Selfi en los girasoles

El amarillo ciega cualquier desaliento, como así ocurrió con los girasoles que Van Gogh pintó en Arlés, lugar que le dio una paz nada duradera. De ahí que esa peregrinación a Guayedra para hacerse un selfi en un cercado plantado de esta flor de la vida no sea un mero capricho, sino más bien un karma después de la selva. Resulta paradójico que se hable tanto del paisaje, de procrearlo y dignificarlo, cuando ocurre que con un sencillo sembrado de girasoles se logra el milagro del retorno a la naturaleza. En un mundo donde el orden natural se despedaza por fuerzas interiores, no es extraño ver a gente, a mucha gente, correr insaciable entre este envoltorio amarillo. A fin de cuentas es atrapar el sueño, abrazarse a él y flotar en un prado que es lo más que se asemeja a la felicidad y a la libertad.

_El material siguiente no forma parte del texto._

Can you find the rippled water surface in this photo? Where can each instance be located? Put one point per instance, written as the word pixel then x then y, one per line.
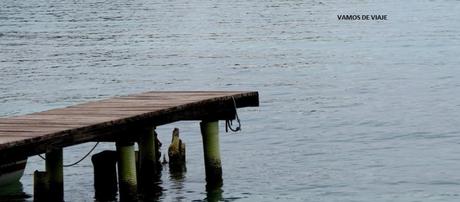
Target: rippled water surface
pixel 350 110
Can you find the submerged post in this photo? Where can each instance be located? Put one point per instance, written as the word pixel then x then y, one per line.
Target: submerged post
pixel 105 175
pixel 127 171
pixel 213 168
pixel 147 159
pixel 41 186
pixel 54 170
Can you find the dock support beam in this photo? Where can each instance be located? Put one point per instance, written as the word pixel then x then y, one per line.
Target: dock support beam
pixel 54 170
pixel 147 159
pixel 213 167
pixel 127 171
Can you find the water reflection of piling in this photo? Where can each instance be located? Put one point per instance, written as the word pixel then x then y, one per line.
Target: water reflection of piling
pixel 105 175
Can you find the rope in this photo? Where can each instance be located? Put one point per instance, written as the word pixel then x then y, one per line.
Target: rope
pixel 77 162
pixel 229 123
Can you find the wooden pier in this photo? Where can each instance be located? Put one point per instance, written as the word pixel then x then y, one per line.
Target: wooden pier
pixel 123 120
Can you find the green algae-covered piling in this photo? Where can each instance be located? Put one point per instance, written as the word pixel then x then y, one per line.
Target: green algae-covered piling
pixel 127 171
pixel 54 169
pixel 147 159
pixel 210 134
pixel 105 175
pixel 176 153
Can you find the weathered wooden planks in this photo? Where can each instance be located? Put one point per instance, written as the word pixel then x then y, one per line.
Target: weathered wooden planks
pixel 113 119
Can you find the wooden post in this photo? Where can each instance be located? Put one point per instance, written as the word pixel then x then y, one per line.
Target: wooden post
pixel 147 160
pixel 127 171
pixel 176 153
pixel 41 186
pixel 54 169
pixel 210 134
pixel 105 175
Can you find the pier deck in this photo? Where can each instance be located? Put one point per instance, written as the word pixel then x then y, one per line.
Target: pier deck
pixel 115 119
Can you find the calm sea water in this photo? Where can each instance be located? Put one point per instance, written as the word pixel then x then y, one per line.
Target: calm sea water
pixel 350 110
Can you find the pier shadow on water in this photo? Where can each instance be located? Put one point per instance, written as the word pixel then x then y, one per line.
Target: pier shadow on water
pixel 13 192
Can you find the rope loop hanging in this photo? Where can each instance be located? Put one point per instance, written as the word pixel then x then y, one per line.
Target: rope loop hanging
pixel 229 123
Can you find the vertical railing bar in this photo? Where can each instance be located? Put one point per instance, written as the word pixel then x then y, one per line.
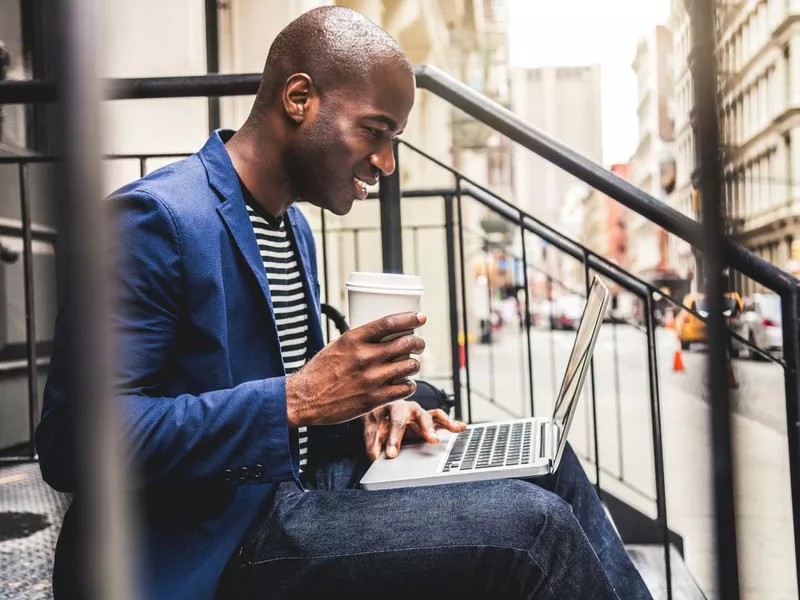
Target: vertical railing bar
pixel 464 315
pixel 618 398
pixel 527 294
pixel 702 61
pixel 30 308
pixel 106 554
pixel 415 248
pixel 391 214
pixel 658 452
pixel 790 309
pixel 452 293
pixel 356 250
pixel 594 393
pixel 492 390
pixel 554 373
pixel 325 271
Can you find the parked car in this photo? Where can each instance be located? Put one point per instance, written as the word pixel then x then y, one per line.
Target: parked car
pixel 760 324
pixel 691 329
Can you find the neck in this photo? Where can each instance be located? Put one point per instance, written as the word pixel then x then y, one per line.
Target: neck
pixel 259 164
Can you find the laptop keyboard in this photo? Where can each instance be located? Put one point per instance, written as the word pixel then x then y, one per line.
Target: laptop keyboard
pixel 487 446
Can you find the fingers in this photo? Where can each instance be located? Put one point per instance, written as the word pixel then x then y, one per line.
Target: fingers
pixel 390 325
pixel 402 346
pixel 399 416
pixel 395 372
pixel 443 421
pixel 376 439
pixel 426 427
pixel 393 391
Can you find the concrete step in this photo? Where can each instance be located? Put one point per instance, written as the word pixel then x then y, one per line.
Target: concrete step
pixel 650 562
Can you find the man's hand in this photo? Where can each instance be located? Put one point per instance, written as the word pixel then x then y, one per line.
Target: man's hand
pixel 357 373
pixel 387 425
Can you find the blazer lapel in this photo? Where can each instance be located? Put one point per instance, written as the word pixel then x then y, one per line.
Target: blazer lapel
pixel 233 211
pixel 301 243
pixel 234 214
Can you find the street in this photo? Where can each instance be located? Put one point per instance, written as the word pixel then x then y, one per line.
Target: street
pixel 625 442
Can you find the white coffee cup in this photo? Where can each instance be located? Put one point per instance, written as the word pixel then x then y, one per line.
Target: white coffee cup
pixel 372 296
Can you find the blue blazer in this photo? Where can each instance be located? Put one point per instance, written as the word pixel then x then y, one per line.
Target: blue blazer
pixel 201 383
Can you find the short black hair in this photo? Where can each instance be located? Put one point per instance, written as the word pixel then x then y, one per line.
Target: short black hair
pixel 334 45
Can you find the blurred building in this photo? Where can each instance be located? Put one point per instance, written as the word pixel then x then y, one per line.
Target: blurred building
pixel 652 167
pixel 759 81
pixel 570 223
pixel 564 102
pixel 605 223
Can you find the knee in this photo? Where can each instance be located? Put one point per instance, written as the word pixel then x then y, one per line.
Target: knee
pixel 528 508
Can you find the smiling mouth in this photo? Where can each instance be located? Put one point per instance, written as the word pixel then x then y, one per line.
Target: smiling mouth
pixel 361 187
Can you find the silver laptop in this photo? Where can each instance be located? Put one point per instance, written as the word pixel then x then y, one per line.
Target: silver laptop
pixel 518 448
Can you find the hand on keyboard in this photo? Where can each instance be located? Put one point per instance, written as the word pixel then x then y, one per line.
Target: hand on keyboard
pixel 388 425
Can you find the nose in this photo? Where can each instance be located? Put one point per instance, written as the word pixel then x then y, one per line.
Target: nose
pixel 383 159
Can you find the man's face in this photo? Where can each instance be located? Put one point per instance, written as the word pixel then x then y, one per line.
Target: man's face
pixel 346 141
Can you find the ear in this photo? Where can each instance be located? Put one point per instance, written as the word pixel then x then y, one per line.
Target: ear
pixel 298 97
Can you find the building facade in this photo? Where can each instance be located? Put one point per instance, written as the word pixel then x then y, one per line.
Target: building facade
pixel 652 166
pixel 564 102
pixel 605 223
pixel 759 77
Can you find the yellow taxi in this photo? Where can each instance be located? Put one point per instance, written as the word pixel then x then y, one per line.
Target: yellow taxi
pixel 690 329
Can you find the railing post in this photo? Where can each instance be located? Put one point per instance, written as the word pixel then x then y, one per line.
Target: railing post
pixel 325 270
pixel 391 222
pixel 452 293
pixel 464 311
pixel 702 64
pixel 106 557
pixel 527 295
pixel 30 309
pixel 790 308
pixel 658 451
pixel 594 393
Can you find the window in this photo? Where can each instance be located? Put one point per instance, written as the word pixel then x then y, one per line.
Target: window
pixel 12 117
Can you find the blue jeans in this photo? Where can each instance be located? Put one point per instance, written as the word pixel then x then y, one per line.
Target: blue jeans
pixel 548 538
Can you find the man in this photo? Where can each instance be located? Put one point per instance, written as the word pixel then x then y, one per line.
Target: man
pixel 250 437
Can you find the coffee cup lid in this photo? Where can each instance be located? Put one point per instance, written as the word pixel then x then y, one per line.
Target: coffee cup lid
pixel 385 281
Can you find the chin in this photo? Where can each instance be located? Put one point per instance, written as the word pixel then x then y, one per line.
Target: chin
pixel 339 207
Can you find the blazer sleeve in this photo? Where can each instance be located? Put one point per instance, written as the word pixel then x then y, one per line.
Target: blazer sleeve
pixel 188 437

Jóvenes que se besan entre las flores; recién casados que se estrenan en la nueva vida cubiertos de la lechada áurea; niños a los que les brillan los ojos porque no saben bien dónde están; matrimonios que se van a celebrar entre girasoles las bodas de oro porque creen estar en una tierra de promisión; enfermos que salen de sus casas para recibir el aire curativo de la planta... Una procesión inédita a este lugar de Gran Canaria, entre Agaete y La Aldea, por el que transitan los espíritus de los aborígenes al mando del bautizado como Fernando Guanarteme, antes Tenesor Semidán. Paraje telúrico, lleno de ruidos profundos, interrumpido por este manto construido para saciar a las abejas, pero también a los humanos necesitados de una fuga. En esta Isla se celebran las apariciones de los paisajes, en su mayoría cambios de tonos efímeros, muy leves en el tiempo, pero de una belleza única por su excepcionalidad. Los girasoles que surgen al lado de la cinta de asfalto forman parte del catálogo. Duran lo que dura el ciclo, y luego decaen. Se contará igual que algo oculto entre las tinieblas, como un episodio que provocó trastornos, que estaba al borde de la irrealidad. Muy pocos veces se puede ver, enriquecido por el azul del mar, lo que vio Van Gogh desde la ventana de su casa de Arlés, donde no pudo salvarse pese al amarillo incandescente.